Scheduler
The application lets you build workflows and then schedule them to run regularly automatically.
A monitoring interface shows the progress, logs and allow actions like pausing or stopping jobs.
The Oozie Editor/Dashboard application allows you to define Oozie
workflow, coordinator, and bundle applications, run workflow,
coordinator, and bundle jobs, and view the status of jobs. For
information about Oozie, see Oozie
Documentation.
A workflow application is a collection of actions arranged in a directed
acyclic graph (DAG). It includes two types of nodes:
- Control flow - start, end, fork, join, decision, and kill
- Action - Jobs
A coordinator application allows you to define and execute recurrent and
interdependent workflow jobs. The coordinator application defines the
conditions under which the execution of workflows can occur.

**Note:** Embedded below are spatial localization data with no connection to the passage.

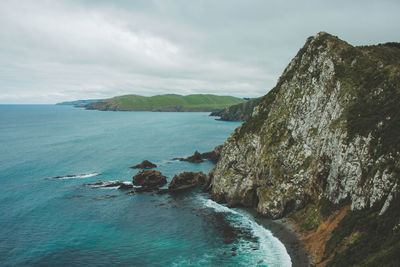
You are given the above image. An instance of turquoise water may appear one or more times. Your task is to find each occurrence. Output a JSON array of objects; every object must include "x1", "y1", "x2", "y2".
[{"x1": 0, "y1": 105, "x2": 291, "y2": 266}]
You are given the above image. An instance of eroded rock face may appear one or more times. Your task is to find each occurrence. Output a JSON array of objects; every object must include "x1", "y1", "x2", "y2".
[
  {"x1": 210, "y1": 32, "x2": 400, "y2": 219},
  {"x1": 133, "y1": 170, "x2": 167, "y2": 190}
]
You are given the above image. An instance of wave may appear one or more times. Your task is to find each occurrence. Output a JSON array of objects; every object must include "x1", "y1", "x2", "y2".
[
  {"x1": 51, "y1": 172, "x2": 100, "y2": 180},
  {"x1": 198, "y1": 196, "x2": 292, "y2": 267}
]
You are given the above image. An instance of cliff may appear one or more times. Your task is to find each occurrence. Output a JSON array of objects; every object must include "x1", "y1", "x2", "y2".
[
  {"x1": 209, "y1": 32, "x2": 400, "y2": 266},
  {"x1": 209, "y1": 98, "x2": 261, "y2": 121}
]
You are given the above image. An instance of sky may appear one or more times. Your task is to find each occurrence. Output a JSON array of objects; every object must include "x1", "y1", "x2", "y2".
[{"x1": 0, "y1": 0, "x2": 399, "y2": 104}]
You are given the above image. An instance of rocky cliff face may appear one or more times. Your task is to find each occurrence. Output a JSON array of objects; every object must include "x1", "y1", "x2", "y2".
[
  {"x1": 210, "y1": 98, "x2": 261, "y2": 121},
  {"x1": 209, "y1": 32, "x2": 400, "y2": 265}
]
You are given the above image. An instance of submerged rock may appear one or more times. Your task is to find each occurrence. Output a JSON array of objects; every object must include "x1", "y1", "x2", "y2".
[
  {"x1": 133, "y1": 170, "x2": 167, "y2": 190},
  {"x1": 130, "y1": 160, "x2": 157, "y2": 169},
  {"x1": 118, "y1": 183, "x2": 134, "y2": 190}
]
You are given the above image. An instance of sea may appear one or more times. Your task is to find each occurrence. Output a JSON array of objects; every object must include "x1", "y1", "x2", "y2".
[{"x1": 0, "y1": 105, "x2": 291, "y2": 266}]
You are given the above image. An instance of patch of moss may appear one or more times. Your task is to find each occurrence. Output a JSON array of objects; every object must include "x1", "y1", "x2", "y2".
[{"x1": 290, "y1": 204, "x2": 323, "y2": 231}]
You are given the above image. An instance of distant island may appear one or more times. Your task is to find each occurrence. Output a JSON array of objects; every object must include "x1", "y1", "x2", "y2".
[{"x1": 58, "y1": 94, "x2": 246, "y2": 112}]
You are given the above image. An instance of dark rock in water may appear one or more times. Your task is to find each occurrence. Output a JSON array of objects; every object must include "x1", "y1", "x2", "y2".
[
  {"x1": 118, "y1": 183, "x2": 133, "y2": 190},
  {"x1": 135, "y1": 186, "x2": 158, "y2": 193},
  {"x1": 103, "y1": 182, "x2": 125, "y2": 187},
  {"x1": 173, "y1": 151, "x2": 204, "y2": 163},
  {"x1": 156, "y1": 188, "x2": 170, "y2": 194},
  {"x1": 130, "y1": 160, "x2": 157, "y2": 169},
  {"x1": 172, "y1": 145, "x2": 223, "y2": 164},
  {"x1": 133, "y1": 170, "x2": 167, "y2": 191},
  {"x1": 156, "y1": 171, "x2": 208, "y2": 194},
  {"x1": 85, "y1": 180, "x2": 133, "y2": 190},
  {"x1": 186, "y1": 151, "x2": 204, "y2": 163},
  {"x1": 86, "y1": 181, "x2": 104, "y2": 186},
  {"x1": 168, "y1": 172, "x2": 207, "y2": 191},
  {"x1": 126, "y1": 190, "x2": 136, "y2": 195}
]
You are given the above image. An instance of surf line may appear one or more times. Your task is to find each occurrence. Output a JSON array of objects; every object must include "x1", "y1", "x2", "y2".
[{"x1": 198, "y1": 196, "x2": 292, "y2": 266}]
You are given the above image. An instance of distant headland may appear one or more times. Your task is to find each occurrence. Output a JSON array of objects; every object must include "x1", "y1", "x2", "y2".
[{"x1": 57, "y1": 94, "x2": 246, "y2": 112}]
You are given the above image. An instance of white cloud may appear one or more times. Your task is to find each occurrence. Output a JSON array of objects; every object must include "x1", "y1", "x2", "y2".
[{"x1": 0, "y1": 0, "x2": 399, "y2": 103}]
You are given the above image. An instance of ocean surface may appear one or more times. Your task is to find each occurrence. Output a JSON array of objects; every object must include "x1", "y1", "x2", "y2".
[{"x1": 0, "y1": 105, "x2": 291, "y2": 266}]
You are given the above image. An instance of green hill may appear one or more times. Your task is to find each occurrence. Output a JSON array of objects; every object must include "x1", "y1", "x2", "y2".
[{"x1": 85, "y1": 94, "x2": 246, "y2": 112}]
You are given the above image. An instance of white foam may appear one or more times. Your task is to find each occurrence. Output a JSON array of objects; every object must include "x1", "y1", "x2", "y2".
[
  {"x1": 57, "y1": 172, "x2": 100, "y2": 180},
  {"x1": 199, "y1": 196, "x2": 292, "y2": 266},
  {"x1": 91, "y1": 180, "x2": 133, "y2": 190}
]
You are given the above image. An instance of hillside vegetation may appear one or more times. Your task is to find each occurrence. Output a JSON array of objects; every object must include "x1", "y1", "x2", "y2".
[{"x1": 85, "y1": 94, "x2": 245, "y2": 112}]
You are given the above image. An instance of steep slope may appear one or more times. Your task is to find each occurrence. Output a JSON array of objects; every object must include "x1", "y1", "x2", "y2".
[
  {"x1": 210, "y1": 97, "x2": 261, "y2": 121},
  {"x1": 209, "y1": 32, "x2": 400, "y2": 265},
  {"x1": 85, "y1": 94, "x2": 245, "y2": 112}
]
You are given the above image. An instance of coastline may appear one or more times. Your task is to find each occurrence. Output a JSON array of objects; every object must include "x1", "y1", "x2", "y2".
[{"x1": 244, "y1": 208, "x2": 312, "y2": 267}]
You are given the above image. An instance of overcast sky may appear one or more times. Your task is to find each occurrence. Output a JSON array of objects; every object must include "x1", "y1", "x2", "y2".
[{"x1": 0, "y1": 0, "x2": 399, "y2": 104}]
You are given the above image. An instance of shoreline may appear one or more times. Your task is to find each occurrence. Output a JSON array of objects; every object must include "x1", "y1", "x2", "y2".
[{"x1": 243, "y1": 208, "x2": 312, "y2": 267}]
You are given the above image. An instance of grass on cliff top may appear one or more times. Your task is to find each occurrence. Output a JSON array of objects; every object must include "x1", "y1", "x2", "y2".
[{"x1": 92, "y1": 94, "x2": 245, "y2": 111}]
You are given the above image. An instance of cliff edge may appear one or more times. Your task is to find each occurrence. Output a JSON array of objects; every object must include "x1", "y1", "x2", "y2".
[{"x1": 209, "y1": 32, "x2": 400, "y2": 266}]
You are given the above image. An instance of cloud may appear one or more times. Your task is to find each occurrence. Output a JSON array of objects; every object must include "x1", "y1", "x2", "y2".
[{"x1": 0, "y1": 0, "x2": 399, "y2": 103}]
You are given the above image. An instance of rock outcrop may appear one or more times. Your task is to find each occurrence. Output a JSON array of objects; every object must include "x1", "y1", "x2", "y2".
[
  {"x1": 210, "y1": 98, "x2": 261, "y2": 121},
  {"x1": 175, "y1": 151, "x2": 204, "y2": 163},
  {"x1": 173, "y1": 146, "x2": 223, "y2": 164},
  {"x1": 209, "y1": 32, "x2": 400, "y2": 266},
  {"x1": 130, "y1": 160, "x2": 157, "y2": 169},
  {"x1": 200, "y1": 145, "x2": 223, "y2": 164},
  {"x1": 168, "y1": 172, "x2": 207, "y2": 191},
  {"x1": 133, "y1": 170, "x2": 167, "y2": 191}
]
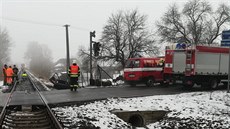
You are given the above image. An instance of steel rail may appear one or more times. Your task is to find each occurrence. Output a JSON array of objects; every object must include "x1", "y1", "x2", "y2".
[
  {"x1": 27, "y1": 71, "x2": 63, "y2": 129},
  {"x1": 0, "y1": 74, "x2": 19, "y2": 124}
]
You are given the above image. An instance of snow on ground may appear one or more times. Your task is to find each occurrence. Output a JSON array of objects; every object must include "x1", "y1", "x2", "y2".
[
  {"x1": 0, "y1": 81, "x2": 3, "y2": 92},
  {"x1": 52, "y1": 90, "x2": 230, "y2": 129},
  {"x1": 1, "y1": 79, "x2": 230, "y2": 128}
]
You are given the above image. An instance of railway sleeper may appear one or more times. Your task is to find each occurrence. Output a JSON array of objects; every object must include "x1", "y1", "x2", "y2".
[
  {"x1": 4, "y1": 118, "x2": 49, "y2": 124},
  {"x1": 2, "y1": 125, "x2": 53, "y2": 129},
  {"x1": 9, "y1": 111, "x2": 46, "y2": 117},
  {"x1": 6, "y1": 115, "x2": 48, "y2": 120},
  {"x1": 6, "y1": 115, "x2": 48, "y2": 121},
  {"x1": 2, "y1": 110, "x2": 54, "y2": 128},
  {"x1": 2, "y1": 121, "x2": 52, "y2": 127},
  {"x1": 10, "y1": 109, "x2": 46, "y2": 114},
  {"x1": 3, "y1": 127, "x2": 54, "y2": 129}
]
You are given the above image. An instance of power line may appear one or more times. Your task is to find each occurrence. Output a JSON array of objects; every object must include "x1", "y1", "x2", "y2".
[
  {"x1": 1, "y1": 16, "x2": 63, "y2": 27},
  {"x1": 71, "y1": 25, "x2": 90, "y2": 32},
  {"x1": 1, "y1": 0, "x2": 192, "y2": 3},
  {"x1": 1, "y1": 16, "x2": 91, "y2": 31}
]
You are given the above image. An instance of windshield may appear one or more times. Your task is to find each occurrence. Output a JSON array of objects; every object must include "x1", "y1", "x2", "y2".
[{"x1": 125, "y1": 59, "x2": 140, "y2": 68}]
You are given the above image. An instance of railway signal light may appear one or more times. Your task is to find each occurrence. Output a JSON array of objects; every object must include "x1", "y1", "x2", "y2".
[
  {"x1": 90, "y1": 31, "x2": 96, "y2": 38},
  {"x1": 93, "y1": 42, "x2": 101, "y2": 56}
]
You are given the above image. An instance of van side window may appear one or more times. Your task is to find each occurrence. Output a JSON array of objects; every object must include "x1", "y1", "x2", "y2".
[
  {"x1": 125, "y1": 60, "x2": 140, "y2": 68},
  {"x1": 133, "y1": 60, "x2": 140, "y2": 68},
  {"x1": 143, "y1": 60, "x2": 156, "y2": 67}
]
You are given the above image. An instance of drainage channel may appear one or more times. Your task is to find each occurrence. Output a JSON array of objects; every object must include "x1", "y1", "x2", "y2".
[{"x1": 111, "y1": 110, "x2": 169, "y2": 128}]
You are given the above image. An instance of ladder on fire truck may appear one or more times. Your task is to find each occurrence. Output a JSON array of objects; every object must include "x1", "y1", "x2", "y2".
[
  {"x1": 184, "y1": 44, "x2": 220, "y2": 76},
  {"x1": 185, "y1": 44, "x2": 194, "y2": 76}
]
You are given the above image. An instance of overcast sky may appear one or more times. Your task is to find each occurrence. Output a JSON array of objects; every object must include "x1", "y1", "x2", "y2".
[{"x1": 0, "y1": 0, "x2": 229, "y2": 65}]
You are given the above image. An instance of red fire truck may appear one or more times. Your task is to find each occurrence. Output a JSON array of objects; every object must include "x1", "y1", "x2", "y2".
[
  {"x1": 164, "y1": 45, "x2": 229, "y2": 89},
  {"x1": 124, "y1": 57, "x2": 165, "y2": 86}
]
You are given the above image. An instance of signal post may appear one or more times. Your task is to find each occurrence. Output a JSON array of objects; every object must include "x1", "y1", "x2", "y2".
[{"x1": 90, "y1": 31, "x2": 95, "y2": 85}]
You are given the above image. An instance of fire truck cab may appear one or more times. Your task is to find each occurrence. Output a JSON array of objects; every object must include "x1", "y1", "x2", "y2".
[{"x1": 124, "y1": 57, "x2": 165, "y2": 86}]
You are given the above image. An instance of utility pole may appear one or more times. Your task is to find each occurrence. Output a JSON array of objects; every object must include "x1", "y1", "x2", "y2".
[
  {"x1": 90, "y1": 31, "x2": 95, "y2": 85},
  {"x1": 64, "y1": 24, "x2": 70, "y2": 82},
  {"x1": 228, "y1": 47, "x2": 230, "y2": 93}
]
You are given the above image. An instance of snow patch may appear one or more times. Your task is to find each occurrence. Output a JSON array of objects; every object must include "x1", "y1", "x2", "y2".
[{"x1": 52, "y1": 90, "x2": 230, "y2": 129}]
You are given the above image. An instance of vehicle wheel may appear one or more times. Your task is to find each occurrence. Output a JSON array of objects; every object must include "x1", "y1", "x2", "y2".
[
  {"x1": 201, "y1": 82, "x2": 209, "y2": 89},
  {"x1": 196, "y1": 82, "x2": 202, "y2": 86},
  {"x1": 146, "y1": 78, "x2": 154, "y2": 87},
  {"x1": 182, "y1": 80, "x2": 194, "y2": 89},
  {"x1": 223, "y1": 82, "x2": 228, "y2": 88},
  {"x1": 210, "y1": 79, "x2": 218, "y2": 89},
  {"x1": 182, "y1": 84, "x2": 193, "y2": 89}
]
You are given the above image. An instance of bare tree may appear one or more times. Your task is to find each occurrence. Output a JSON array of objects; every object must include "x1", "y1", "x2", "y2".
[
  {"x1": 156, "y1": 0, "x2": 230, "y2": 45},
  {"x1": 77, "y1": 45, "x2": 90, "y2": 72},
  {"x1": 100, "y1": 9, "x2": 159, "y2": 68},
  {"x1": 24, "y1": 42, "x2": 53, "y2": 78},
  {"x1": 0, "y1": 27, "x2": 11, "y2": 80}
]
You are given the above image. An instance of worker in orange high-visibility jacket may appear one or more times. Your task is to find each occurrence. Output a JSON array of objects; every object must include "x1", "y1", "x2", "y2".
[
  {"x1": 2, "y1": 64, "x2": 8, "y2": 85},
  {"x1": 68, "y1": 60, "x2": 80, "y2": 91},
  {"x1": 6, "y1": 66, "x2": 14, "y2": 86}
]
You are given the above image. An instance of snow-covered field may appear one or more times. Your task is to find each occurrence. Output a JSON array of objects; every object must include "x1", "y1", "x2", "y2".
[
  {"x1": 1, "y1": 80, "x2": 230, "y2": 128},
  {"x1": 52, "y1": 90, "x2": 230, "y2": 129}
]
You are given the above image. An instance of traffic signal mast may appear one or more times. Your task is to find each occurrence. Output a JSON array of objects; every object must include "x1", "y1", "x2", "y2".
[
  {"x1": 90, "y1": 31, "x2": 96, "y2": 85},
  {"x1": 89, "y1": 31, "x2": 101, "y2": 85}
]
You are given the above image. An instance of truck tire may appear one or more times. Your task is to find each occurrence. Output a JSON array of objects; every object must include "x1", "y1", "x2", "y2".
[
  {"x1": 223, "y1": 82, "x2": 228, "y2": 88},
  {"x1": 201, "y1": 82, "x2": 209, "y2": 89},
  {"x1": 146, "y1": 78, "x2": 154, "y2": 87},
  {"x1": 182, "y1": 80, "x2": 194, "y2": 89},
  {"x1": 210, "y1": 79, "x2": 218, "y2": 89},
  {"x1": 182, "y1": 84, "x2": 193, "y2": 89}
]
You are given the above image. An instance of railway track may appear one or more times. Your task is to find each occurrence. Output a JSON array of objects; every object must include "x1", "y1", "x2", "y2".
[{"x1": 0, "y1": 71, "x2": 63, "y2": 129}]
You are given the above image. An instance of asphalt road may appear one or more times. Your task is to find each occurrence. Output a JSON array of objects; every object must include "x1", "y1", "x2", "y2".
[
  {"x1": 84, "y1": 83, "x2": 226, "y2": 96},
  {"x1": 84, "y1": 84, "x2": 186, "y2": 98},
  {"x1": 42, "y1": 84, "x2": 227, "y2": 105}
]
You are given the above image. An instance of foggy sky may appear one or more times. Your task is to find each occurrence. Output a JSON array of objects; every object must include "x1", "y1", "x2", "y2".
[{"x1": 1, "y1": 0, "x2": 229, "y2": 65}]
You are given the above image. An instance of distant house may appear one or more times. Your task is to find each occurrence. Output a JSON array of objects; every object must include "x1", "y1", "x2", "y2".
[{"x1": 53, "y1": 58, "x2": 80, "y2": 73}]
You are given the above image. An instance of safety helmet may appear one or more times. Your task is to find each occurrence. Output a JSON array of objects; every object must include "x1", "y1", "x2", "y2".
[{"x1": 72, "y1": 60, "x2": 77, "y2": 64}]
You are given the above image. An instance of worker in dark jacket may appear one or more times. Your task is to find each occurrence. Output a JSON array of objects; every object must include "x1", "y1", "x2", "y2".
[
  {"x1": 13, "y1": 65, "x2": 19, "y2": 83},
  {"x1": 2, "y1": 64, "x2": 8, "y2": 85},
  {"x1": 68, "y1": 60, "x2": 80, "y2": 91}
]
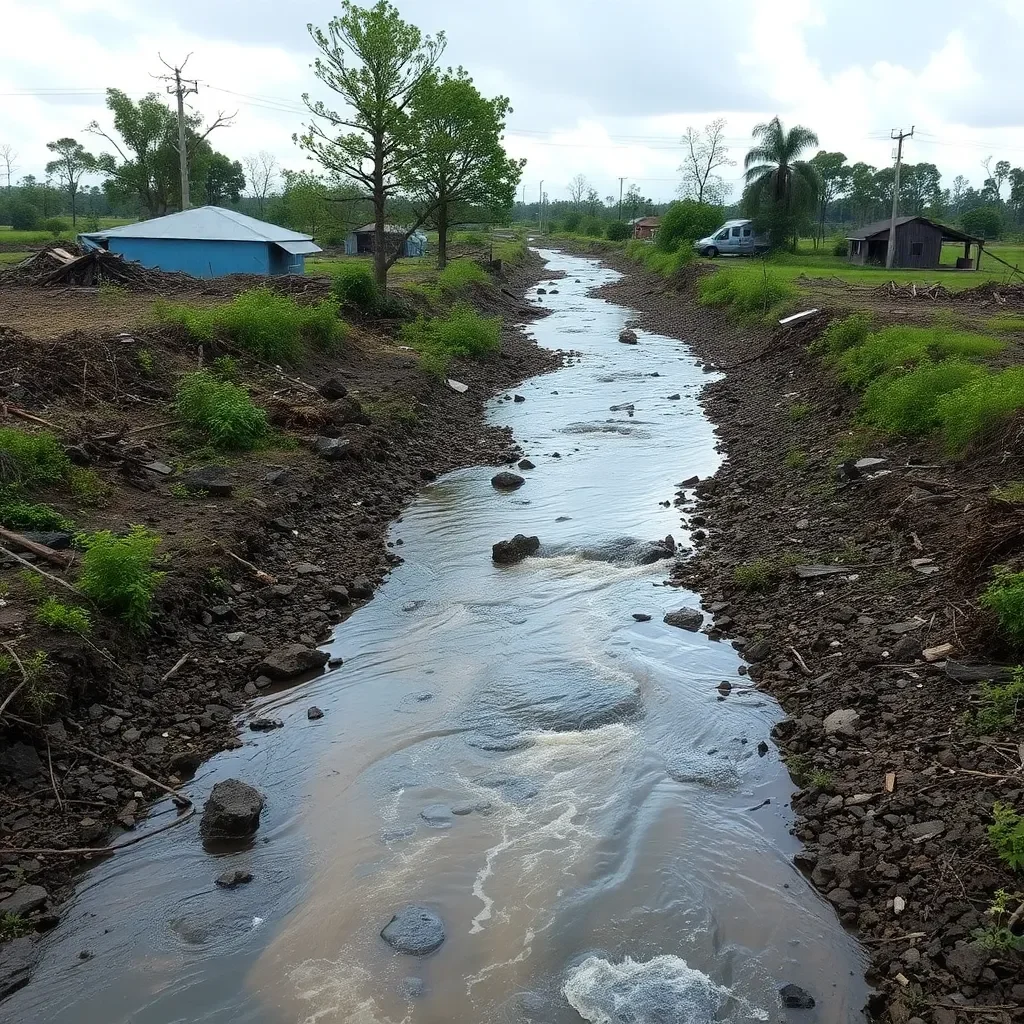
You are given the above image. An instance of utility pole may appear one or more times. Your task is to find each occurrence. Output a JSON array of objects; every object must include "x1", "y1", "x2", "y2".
[
  {"x1": 538, "y1": 179, "x2": 544, "y2": 231},
  {"x1": 155, "y1": 53, "x2": 198, "y2": 211},
  {"x1": 885, "y1": 126, "x2": 914, "y2": 269},
  {"x1": 618, "y1": 177, "x2": 625, "y2": 223}
]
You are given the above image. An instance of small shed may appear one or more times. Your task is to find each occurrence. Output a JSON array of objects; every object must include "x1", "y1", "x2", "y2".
[
  {"x1": 344, "y1": 224, "x2": 427, "y2": 258},
  {"x1": 78, "y1": 207, "x2": 321, "y2": 278},
  {"x1": 631, "y1": 216, "x2": 661, "y2": 241},
  {"x1": 846, "y1": 216, "x2": 981, "y2": 269}
]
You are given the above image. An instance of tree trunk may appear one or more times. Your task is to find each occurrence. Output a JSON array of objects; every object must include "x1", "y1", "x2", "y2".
[
  {"x1": 436, "y1": 201, "x2": 448, "y2": 270},
  {"x1": 373, "y1": 137, "x2": 387, "y2": 291},
  {"x1": 71, "y1": 187, "x2": 77, "y2": 227}
]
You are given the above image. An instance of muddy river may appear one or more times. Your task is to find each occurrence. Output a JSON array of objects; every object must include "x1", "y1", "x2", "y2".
[{"x1": 5, "y1": 251, "x2": 867, "y2": 1023}]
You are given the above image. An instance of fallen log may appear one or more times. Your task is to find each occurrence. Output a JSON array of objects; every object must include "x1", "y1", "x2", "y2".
[{"x1": 0, "y1": 526, "x2": 73, "y2": 567}]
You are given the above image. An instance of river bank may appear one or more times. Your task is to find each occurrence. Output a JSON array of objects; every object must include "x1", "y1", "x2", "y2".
[
  {"x1": 579, "y1": 247, "x2": 1023, "y2": 1024},
  {"x1": 0, "y1": 253, "x2": 559, "y2": 996}
]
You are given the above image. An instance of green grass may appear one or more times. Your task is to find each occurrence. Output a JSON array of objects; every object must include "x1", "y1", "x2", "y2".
[
  {"x1": 176, "y1": 370, "x2": 269, "y2": 451},
  {"x1": 811, "y1": 313, "x2": 872, "y2": 356},
  {"x1": 992, "y1": 481, "x2": 1024, "y2": 503},
  {"x1": 0, "y1": 218, "x2": 132, "y2": 245},
  {"x1": 981, "y1": 567, "x2": 1024, "y2": 643},
  {"x1": 36, "y1": 597, "x2": 91, "y2": 634},
  {"x1": 988, "y1": 802, "x2": 1024, "y2": 872},
  {"x1": 0, "y1": 492, "x2": 72, "y2": 531},
  {"x1": 18, "y1": 570, "x2": 46, "y2": 600},
  {"x1": 987, "y1": 315, "x2": 1024, "y2": 333},
  {"x1": 492, "y1": 239, "x2": 527, "y2": 264},
  {"x1": 697, "y1": 264, "x2": 797, "y2": 320},
  {"x1": 733, "y1": 558, "x2": 783, "y2": 592},
  {"x1": 331, "y1": 262, "x2": 379, "y2": 311},
  {"x1": 862, "y1": 360, "x2": 990, "y2": 436},
  {"x1": 437, "y1": 259, "x2": 489, "y2": 293},
  {"x1": 154, "y1": 289, "x2": 344, "y2": 364},
  {"x1": 76, "y1": 526, "x2": 165, "y2": 631},
  {"x1": 400, "y1": 302, "x2": 501, "y2": 377},
  {"x1": 0, "y1": 428, "x2": 69, "y2": 488},
  {"x1": 935, "y1": 367, "x2": 1024, "y2": 451},
  {"x1": 973, "y1": 668, "x2": 1024, "y2": 733},
  {"x1": 788, "y1": 402, "x2": 813, "y2": 421},
  {"x1": 785, "y1": 448, "x2": 808, "y2": 469},
  {"x1": 624, "y1": 238, "x2": 696, "y2": 277},
  {"x1": 0, "y1": 251, "x2": 29, "y2": 265}
]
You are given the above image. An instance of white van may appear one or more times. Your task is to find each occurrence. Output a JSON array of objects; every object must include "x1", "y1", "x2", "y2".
[{"x1": 694, "y1": 219, "x2": 769, "y2": 258}]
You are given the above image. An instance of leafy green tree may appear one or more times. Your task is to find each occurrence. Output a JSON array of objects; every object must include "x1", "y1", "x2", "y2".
[
  {"x1": 44, "y1": 137, "x2": 97, "y2": 226},
  {"x1": 299, "y1": 0, "x2": 445, "y2": 288},
  {"x1": 809, "y1": 151, "x2": 850, "y2": 244},
  {"x1": 8, "y1": 198, "x2": 39, "y2": 230},
  {"x1": 899, "y1": 163, "x2": 943, "y2": 215},
  {"x1": 605, "y1": 221, "x2": 630, "y2": 241},
  {"x1": 406, "y1": 68, "x2": 524, "y2": 268},
  {"x1": 656, "y1": 200, "x2": 722, "y2": 252},
  {"x1": 197, "y1": 152, "x2": 245, "y2": 206},
  {"x1": 847, "y1": 162, "x2": 880, "y2": 224},
  {"x1": 743, "y1": 117, "x2": 820, "y2": 248},
  {"x1": 961, "y1": 205, "x2": 1002, "y2": 240}
]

A bundle application allows you to batch a set of coordinator
applications.
Workflows
In the Workflow Editor you can easily perform operations on Oozie action
and control nodes.
Action Nodes
The Workflow Editor supports dragging and dropping action nodes. As you
move the action over other actions and forks, highlights indicate active
areas. If there are actions in the workflow, the active areas are the
actions themselves and the areas above and below the actions. If you
drop an action on an existing action, a fork and join is added to the
workflow.
- The action is opened in the Edit Node screen.
- Edit the action properties and click Done. The action is added
to the end of the workflow.
- Delete an action by clicking the Trash button.
- Edit an action by clicking the Edit button.
- Change the position of an action by left-clicking and dragging an
action to a new location.
Control Nodes
- Create a fork and join by dropping an action on top of another
action.
- Remove a fork and join by dragging a forked action and dropping it
above the fork.
- Convert a fork to a decision by clicking the
Fork button.
- To edit a decision:
- Click the Edit button.
- Fill in the predicates that determine which action to perform
and select the default action from the drop-down list.
- Click Done.
Note: worfklows.xml and their job.properties
cab also directly be selected and executed via the File Browser.
Schedules
In Coordinator Manager you create Oozie coordinator applications and
submit them for execution.
Editing a Coordinator
In the Coordinator Editor you specify coordinator properties and the
datasets on which the workflow scheduled by the coordinator will operate
by stepping through screens in a wizard. You can also advance to
particular steps and revisit steps by clicking the Step “tabs” above the
screens. The following instructions walk you through the wizard.
- Type a name, select the workflow, check the Is shared checkbox
to share the job, and click Next. If the Coordinator Editor was
opened after scheduling a workflow, the workflow will be set.
- Select how many times the coordinator will run for each specified
unit, the start and end times of the coordinator, the timezone of
the start and end times, and click Next. Times must be expressed
as UTC times. For example, to run at 10 pm PST, specify a start time
of 6 am UTC of the following day (+8 hours) and set the Timezone
field to America/Los_Angeles.
- Click Add to select an input dataset and click Next. If no
datasets exist, follow the procedure in Creating a
Dataset.
- Click Add to select an output dataset. Click Save
coordinator or click Next to specify advanced settings.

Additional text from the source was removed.